Another strobing burst of light reveals that Jonathan is sprawled across the bed, soundly asleep. One long arm flung across his face, the other has pulled his shirt up above his navel to reveal the lacework of red weals over his hollow stomach. The spill of streetlights is just sufficient for Edward to see that they have begun to harden and pull into scar tissue, showing up a dead, flat pink against his pale skin. Edward hasn't seen the wounds since the night Jonathan had got here, and it heartens him a little to see that they are healing.

This time the answering thunder comes before a minute has gone. The crack echoes around the nearby inlet of Gotham Bay, and booms around the apartment blocks and warehouses. Edward moves closer as Jonathan shifts in his sleep, settling onto his side with a little groan.

Edward didn't know how thunder echoed from the mountains in Georgia, rushing down through the cornfields with the force of a living thing. How the sound battered against the walls of the house. The rain came in through the window, and made freezing wet patches in the bed.
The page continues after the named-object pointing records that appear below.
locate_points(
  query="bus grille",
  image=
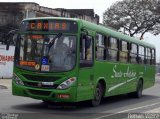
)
(40, 78)
(39, 92)
(36, 85)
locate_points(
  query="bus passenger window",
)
(133, 53)
(123, 54)
(86, 51)
(112, 49)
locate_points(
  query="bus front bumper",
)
(67, 95)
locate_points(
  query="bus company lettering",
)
(118, 74)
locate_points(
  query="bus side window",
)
(86, 51)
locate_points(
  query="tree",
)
(133, 17)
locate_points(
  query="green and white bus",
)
(72, 60)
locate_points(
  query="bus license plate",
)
(45, 67)
(48, 83)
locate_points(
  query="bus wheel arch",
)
(139, 89)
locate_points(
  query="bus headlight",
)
(17, 80)
(66, 84)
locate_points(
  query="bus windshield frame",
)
(60, 57)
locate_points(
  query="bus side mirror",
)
(7, 45)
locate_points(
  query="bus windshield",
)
(34, 52)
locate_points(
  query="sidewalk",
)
(5, 83)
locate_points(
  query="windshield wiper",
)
(53, 40)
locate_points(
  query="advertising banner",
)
(6, 61)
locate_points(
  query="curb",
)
(3, 87)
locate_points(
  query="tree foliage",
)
(134, 17)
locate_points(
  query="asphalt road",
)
(117, 107)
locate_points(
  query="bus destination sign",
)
(49, 25)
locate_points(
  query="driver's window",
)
(86, 51)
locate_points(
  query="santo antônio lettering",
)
(6, 58)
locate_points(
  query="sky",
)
(99, 7)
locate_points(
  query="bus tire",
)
(97, 95)
(138, 92)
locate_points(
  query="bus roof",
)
(99, 29)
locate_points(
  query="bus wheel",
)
(97, 96)
(47, 102)
(138, 92)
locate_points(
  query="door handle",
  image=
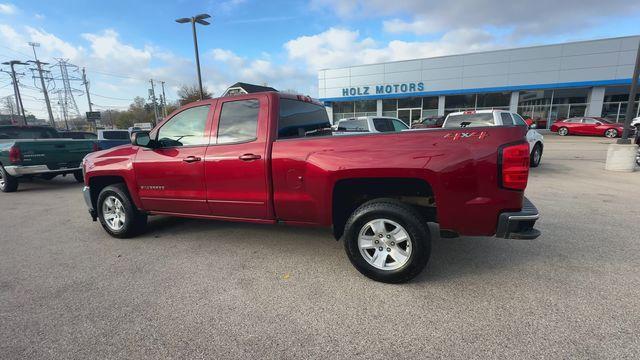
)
(249, 157)
(190, 159)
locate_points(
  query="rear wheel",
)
(117, 213)
(611, 133)
(8, 183)
(536, 155)
(387, 241)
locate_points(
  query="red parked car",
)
(594, 126)
(272, 158)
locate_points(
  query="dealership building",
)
(544, 83)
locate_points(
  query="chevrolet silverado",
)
(273, 158)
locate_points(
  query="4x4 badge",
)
(462, 135)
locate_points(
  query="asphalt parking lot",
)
(203, 289)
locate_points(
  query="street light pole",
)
(631, 102)
(16, 87)
(193, 20)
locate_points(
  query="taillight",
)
(514, 166)
(15, 156)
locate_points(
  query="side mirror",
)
(141, 138)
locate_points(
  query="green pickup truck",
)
(38, 151)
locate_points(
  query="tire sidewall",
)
(131, 213)
(420, 241)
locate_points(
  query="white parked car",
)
(373, 124)
(498, 118)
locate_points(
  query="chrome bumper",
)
(15, 170)
(519, 225)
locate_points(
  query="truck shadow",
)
(450, 258)
(37, 184)
(470, 256)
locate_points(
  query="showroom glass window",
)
(238, 121)
(429, 106)
(299, 119)
(187, 128)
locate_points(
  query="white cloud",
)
(341, 47)
(521, 18)
(8, 9)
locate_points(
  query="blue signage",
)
(383, 89)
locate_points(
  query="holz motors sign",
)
(383, 89)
Jonathan moves restlessly with the remembered dread that he will be made to change the sheets and punished for his imagined error.

Neither does he know how Jonathan had come by the vicious overlay of healing wounds which he had borne when he turned up at the door, lips and fingers blue from the cold. This time he had come back from his spell in Arkham almost 20lbs lighter, exhausted and nauseous for days on end with withdrawl from the drugs they had him on.
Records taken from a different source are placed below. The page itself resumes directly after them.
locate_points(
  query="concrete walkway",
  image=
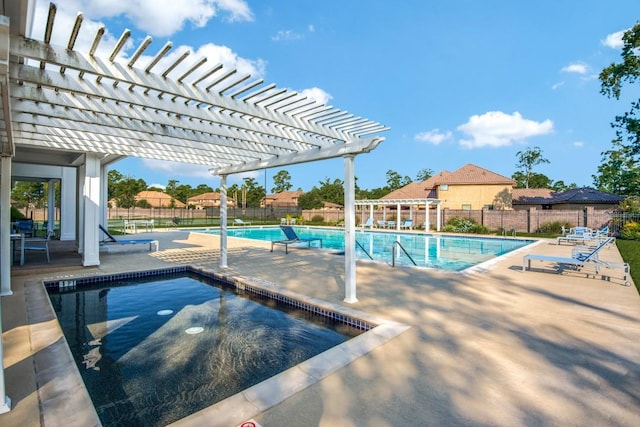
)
(495, 347)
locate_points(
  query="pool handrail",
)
(364, 250)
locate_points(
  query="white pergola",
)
(66, 115)
(399, 203)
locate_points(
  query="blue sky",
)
(458, 81)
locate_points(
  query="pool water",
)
(446, 252)
(152, 351)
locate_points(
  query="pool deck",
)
(496, 346)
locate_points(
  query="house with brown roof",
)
(284, 199)
(158, 199)
(209, 200)
(573, 199)
(470, 187)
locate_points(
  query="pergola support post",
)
(223, 221)
(5, 262)
(5, 226)
(92, 208)
(349, 231)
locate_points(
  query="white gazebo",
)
(67, 115)
(399, 203)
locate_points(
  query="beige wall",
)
(478, 196)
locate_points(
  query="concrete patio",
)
(494, 347)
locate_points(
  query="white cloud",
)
(577, 68)
(497, 129)
(286, 35)
(317, 95)
(433, 136)
(156, 17)
(175, 170)
(614, 40)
It had thundered that night too. Edward was glad that he had not gone outside to watch it, and intstead been home when Jonathan came to the door. He doesn't know what has brought him to the state he showed up in, or how long it will take before he's back on his feet again. For now, all he knows is that Jonathan is sleeping through a thunderstorm. He counts that as a victory for them both.

The rain has cleared the air, bringing with it a chill that makes the shirtless Edward shiver. Gently, he climbs into the bed. He pulls Jonathan's shirt down to cover the wounds before turning over, and listening to the thunder with a contented smile.